Why am I getting decimal.InvalidOperation
error?
decimal.InvalidOperation
error?If your models contain DecimalField
s, you may encounter this error when performing arithmetic operations. It's because the value is too big to fit into the current decimal context.
class Token(Model):
id = fields.TextField(primary_key=True)
volume = fields.DecimalField(decimal_places=18, max_digits=76)
...
The default decimal precision in Python is 28 digits. DipDup tries to increase it automatically by guessing the value from the schema. It works in most cases, but not for really big numbers. You can increase the precision manually in config.
advanced:
decimal_precision: 128
Don't forget to reindex after this change. When decimal context precision is adjusted you'll get a warning in the logs.
WARNING dipdup.database Decimal context precision has been updated: 28 -> 128
How to modify schema manually?
Drop an idempotent SQL script into sql/on_reindex/
directory. For example, here's how to create a Timescale hypertable:
CREATE EXTENSION IF NOT EXISTS timescaledb CASCADE;
ALTER TABLE swap DROP CONSTRAINT swap_pkey;
ALTER TABLE swap ADD PRIMARY KEY (id, timestamp);
SELECT create_hypertable('swap', 'timestamp', chunk_time_interval => 7776000);
Package
What is the symlink in the project root for?
DipDup project must be a valid discoverable Python package. Python searches for packages in site-packages
and the current working directory. This symlink is a hack that allows project root to serve as a working directory without requiring a subdirectory. It's created only when dipdup init
is executed from the project root. While this symlink trick should be harmless, if it interferes with any of your tools, use DIPDUP_NO_SYMLINK=1
environment variable to disable this behavior.
Maintenance
pipx, Poetry, PDM... What's the difference?
For historical reasons, Python package management is a mess. There are multiple tools and approaches to manage Python dependencies. Here's a brief comparison:
- pip is a general-purpose package manager. It's simple and robust, but you need to manage venvs and lock files manually.
- pipx is meant for applications. It installs packages into separate environments in
~/.local/pipx/venvs
and makes their CLI commands available from any path. pipx is a recommended way to install DipDup CLI. - Poetry and PDM are full-fledged project management tools. They handle venvs, lock files, dependency resolution, publishing, etc.
Using PDM/Poetry is not required to run DipDup, but strongly recommended.
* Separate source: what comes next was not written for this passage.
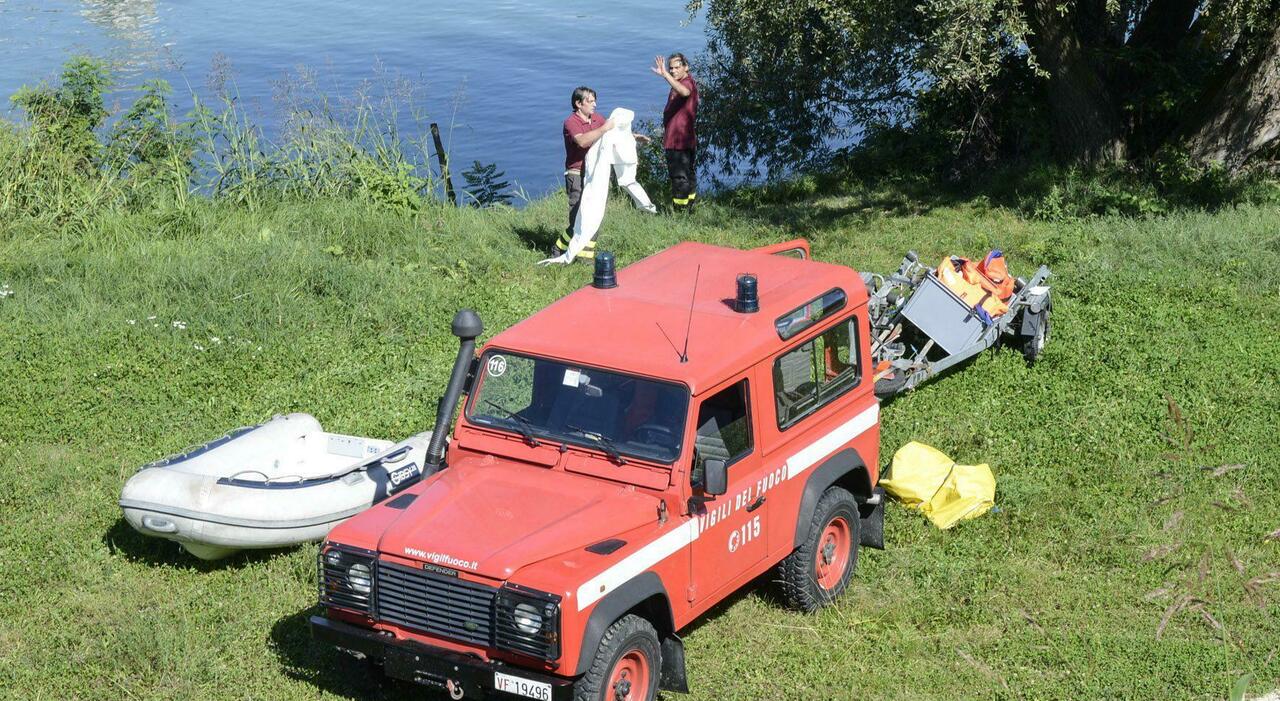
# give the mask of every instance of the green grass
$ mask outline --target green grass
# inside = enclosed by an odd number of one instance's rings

Choosing one over the other is a matter of personal preference. As of writing, Poetry is faster, more popular, and has a nicer CLI, while PDM is more PEP-compatible and allows dependency overrides.
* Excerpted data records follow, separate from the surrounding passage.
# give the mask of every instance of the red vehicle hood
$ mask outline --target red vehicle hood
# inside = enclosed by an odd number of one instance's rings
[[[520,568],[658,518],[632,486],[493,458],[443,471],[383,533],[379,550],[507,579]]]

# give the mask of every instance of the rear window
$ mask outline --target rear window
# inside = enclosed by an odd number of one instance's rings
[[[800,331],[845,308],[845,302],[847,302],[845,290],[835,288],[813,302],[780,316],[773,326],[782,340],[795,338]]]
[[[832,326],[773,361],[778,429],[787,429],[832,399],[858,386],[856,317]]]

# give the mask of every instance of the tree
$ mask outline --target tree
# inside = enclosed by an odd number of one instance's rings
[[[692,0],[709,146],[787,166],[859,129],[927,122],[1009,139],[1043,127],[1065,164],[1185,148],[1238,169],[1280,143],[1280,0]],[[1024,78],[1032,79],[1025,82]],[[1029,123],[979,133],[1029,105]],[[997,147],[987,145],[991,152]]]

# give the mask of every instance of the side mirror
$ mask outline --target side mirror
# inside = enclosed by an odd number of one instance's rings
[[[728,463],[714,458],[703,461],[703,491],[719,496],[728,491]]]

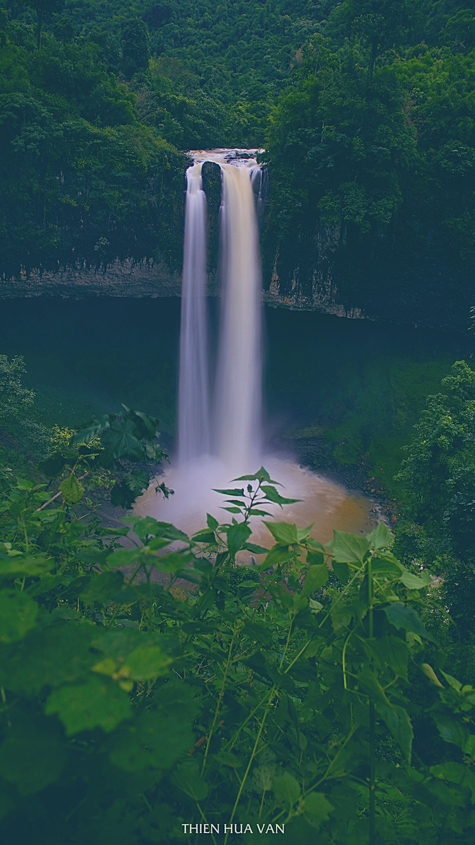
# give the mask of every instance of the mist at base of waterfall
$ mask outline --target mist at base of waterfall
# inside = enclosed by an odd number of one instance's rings
[[[334,528],[348,532],[371,531],[376,524],[370,513],[373,503],[365,496],[348,493],[341,485],[300,466],[287,458],[267,456],[263,466],[271,478],[279,482],[281,495],[288,499],[300,499],[300,502],[284,505],[266,505],[270,517],[254,516],[251,520],[252,541],[270,548],[273,537],[262,520],[272,519],[295,523],[299,528],[313,523],[311,535],[321,542],[327,542],[332,537]],[[186,466],[172,466],[163,476],[167,487],[175,491],[165,499],[160,491],[155,493],[154,482],[140,496],[134,506],[134,512],[141,515],[171,522],[177,528],[192,534],[206,527],[206,515],[211,514],[219,523],[230,522],[235,515],[223,510],[225,499],[230,498],[215,493],[214,488],[241,488],[246,482],[232,481],[236,475],[251,474],[259,467],[248,467],[232,473],[229,466],[219,458],[202,456]],[[245,562],[242,559],[240,562]]]

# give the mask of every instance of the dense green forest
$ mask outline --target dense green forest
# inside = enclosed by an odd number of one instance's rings
[[[124,258],[177,269],[178,150],[264,145],[267,284],[276,260],[285,294],[331,259],[353,304],[374,310],[382,278],[404,319],[434,300],[443,320],[445,296],[467,319],[475,22],[462,0],[3,5],[4,275]]]
[[[348,303],[467,329],[467,0],[3,2],[0,85],[3,280],[179,272],[186,151],[263,147],[267,284],[305,292],[331,264]],[[0,337],[2,841],[472,845],[470,353],[431,335],[411,357],[402,329],[367,321],[363,354],[357,333],[279,313],[271,412],[286,401],[294,445],[315,435],[362,488],[384,482],[386,522],[322,545],[269,517],[295,500],[261,467],[189,537],[131,513],[149,483],[172,495],[172,310],[93,320],[91,299],[53,325],[36,302],[5,307]]]
[[[0,357],[3,437],[28,427],[23,370]],[[158,420],[127,407],[3,469],[3,837],[472,842],[474,411],[458,362],[406,450],[396,537],[326,548],[278,521],[250,542],[289,501],[264,468],[192,537],[104,527],[98,490],[128,505],[164,457]],[[243,549],[262,563],[236,565]]]

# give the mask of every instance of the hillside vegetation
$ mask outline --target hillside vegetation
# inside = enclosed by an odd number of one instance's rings
[[[402,272],[471,266],[475,22],[462,0],[41,0],[7,3],[1,19],[6,275],[179,266],[178,150],[260,144],[268,266],[277,243],[291,268],[298,243],[310,272],[322,230],[347,270],[365,255]]]

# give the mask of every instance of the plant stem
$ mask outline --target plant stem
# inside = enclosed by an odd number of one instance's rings
[[[205,749],[205,751],[204,751],[204,759],[203,759],[203,761],[202,761],[202,770],[201,770],[202,775],[202,773],[204,771],[204,767],[206,766],[206,759],[208,757],[208,752],[209,751],[209,744],[211,742],[211,738],[213,736],[213,732],[214,731],[214,728],[215,728],[216,722],[218,721],[218,714],[219,712],[219,707],[221,706],[221,701],[223,701],[223,695],[224,695],[224,687],[226,685],[226,679],[228,677],[228,672],[229,672],[229,666],[230,666],[230,663],[231,663],[231,653],[232,653],[232,651],[233,651],[233,646],[234,646],[234,643],[235,643],[235,635],[236,635],[236,631],[235,630],[235,632],[234,632],[234,634],[232,635],[232,638],[231,638],[231,641],[229,643],[229,651],[228,651],[228,659],[227,659],[227,661],[226,661],[226,662],[224,664],[224,671],[223,673],[223,683],[221,684],[221,689],[219,690],[219,695],[218,696],[218,701],[216,703],[216,710],[214,711],[214,718],[213,720],[213,724],[211,726],[209,733],[208,734],[208,739],[207,739],[207,743],[206,743],[206,749]]]
[[[256,742],[254,743],[254,748],[252,749],[252,752],[251,754],[251,757],[249,758],[249,762],[247,764],[247,767],[246,769],[246,771],[244,772],[244,777],[242,778],[242,782],[240,784],[239,792],[237,793],[236,799],[235,801],[235,805],[233,807],[233,811],[231,813],[231,817],[230,817],[229,822],[229,826],[230,826],[230,824],[231,824],[231,822],[232,822],[232,820],[233,820],[233,819],[234,819],[234,817],[235,815],[235,812],[236,812],[236,810],[238,808],[239,802],[240,800],[240,796],[242,794],[242,790],[244,789],[244,784],[246,783],[246,781],[247,780],[247,776],[249,774],[251,766],[252,766],[252,760],[254,760],[254,757],[256,756],[256,751],[257,750],[257,745],[259,744],[259,740],[261,739],[261,734],[262,734],[262,729],[264,728],[264,722],[266,721],[267,713],[269,711],[270,706],[271,706],[273,699],[274,697],[275,691],[276,691],[276,687],[274,685],[272,688],[272,690],[271,690],[271,694],[270,694],[270,695],[268,697],[267,703],[266,705],[266,709],[264,711],[264,715],[262,717],[262,721],[261,724],[259,725],[259,730],[257,732],[257,736],[256,737]],[[229,833],[228,831],[228,833],[226,833],[226,837],[224,838],[224,845],[226,845],[226,843],[228,842],[229,836]]]
[[[373,576],[371,573],[371,558],[368,561],[368,633],[372,640],[374,636],[373,620]],[[370,830],[369,845],[375,845],[375,702],[370,701]]]

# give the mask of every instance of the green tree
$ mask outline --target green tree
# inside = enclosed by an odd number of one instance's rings
[[[129,18],[121,25],[122,70],[127,79],[148,65],[150,41],[148,27],[139,18]]]
[[[24,0],[32,6],[36,13],[37,20],[37,46],[41,49],[41,35],[45,16],[52,12],[60,12],[64,7],[65,0]]]
[[[25,372],[21,355],[11,360],[0,355],[0,425],[18,420],[33,405],[35,393],[22,384]]]

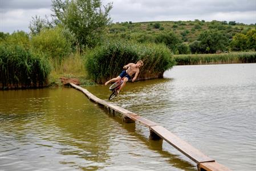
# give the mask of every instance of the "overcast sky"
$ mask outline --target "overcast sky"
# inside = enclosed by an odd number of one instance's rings
[[[156,21],[235,21],[256,23],[255,0],[103,0],[113,2],[113,22]],[[0,0],[0,31],[29,31],[32,17],[50,16],[51,0]]]

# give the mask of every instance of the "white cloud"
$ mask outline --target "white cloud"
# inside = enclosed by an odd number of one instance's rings
[[[102,0],[113,1],[115,22],[193,21],[195,19],[256,23],[255,0]],[[0,0],[0,31],[29,31],[35,15],[50,16],[51,0]]]
[[[46,14],[50,15],[51,13],[50,9],[17,9],[1,13],[0,31],[11,33],[19,30],[28,32],[29,26],[32,17],[37,15],[44,18]]]

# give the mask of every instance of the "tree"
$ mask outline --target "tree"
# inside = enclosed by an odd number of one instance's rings
[[[197,40],[195,40],[189,44],[189,48],[192,54],[200,54],[203,51],[200,44],[201,42]]]
[[[71,51],[71,43],[67,40],[59,26],[43,29],[39,34],[32,37],[31,42],[34,51],[46,54],[54,62],[60,62]]]
[[[173,32],[168,34],[161,33],[156,36],[155,43],[162,43],[174,53],[176,52],[178,44],[180,42],[178,36]]]
[[[112,4],[101,6],[100,0],[52,0],[55,23],[62,23],[76,36],[80,45],[93,47],[110,23]]]
[[[53,28],[54,24],[53,22],[50,22],[46,17],[46,19],[40,18],[40,16],[35,15],[32,17],[32,21],[30,22],[29,28],[30,29],[31,33],[33,35],[36,35],[43,28]]]
[[[227,35],[216,29],[206,30],[199,35],[198,40],[204,51],[204,53],[215,53],[217,50],[225,51],[229,44]]]
[[[254,49],[256,51],[256,30],[249,31],[246,34],[246,37],[247,38],[246,43],[249,49]]]
[[[185,43],[180,44],[177,47],[177,49],[179,54],[188,54],[190,52],[189,47]]]
[[[247,49],[246,44],[246,36],[242,33],[237,33],[232,39],[230,46],[232,50],[235,51],[243,51]]]
[[[160,27],[161,27],[161,25],[160,25],[160,23],[159,23],[159,22],[155,23],[154,24],[155,28],[160,28]]]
You can choose the preferred tool (or none) when initializing a project with dipdup new
command. If you change your mind later, modify the replay.yaml
file and run dipdup init --base --force
.
Miscellaneous
Why it's called DipDup?
DipDup (/dɪp dʌp/) was initially developed as a grant project for the Tezos Foundation. Tezos is one of the few blockchains with its own contract language, completely different from Solidity. This low-level, stack-based language is called Michelson. The name "DipDup" comes from DIP {DUP}
, a small Michelson program that duplicates the second element on the stack. While today we support dozens of blockchains, Tezos holds a special place in our project's history.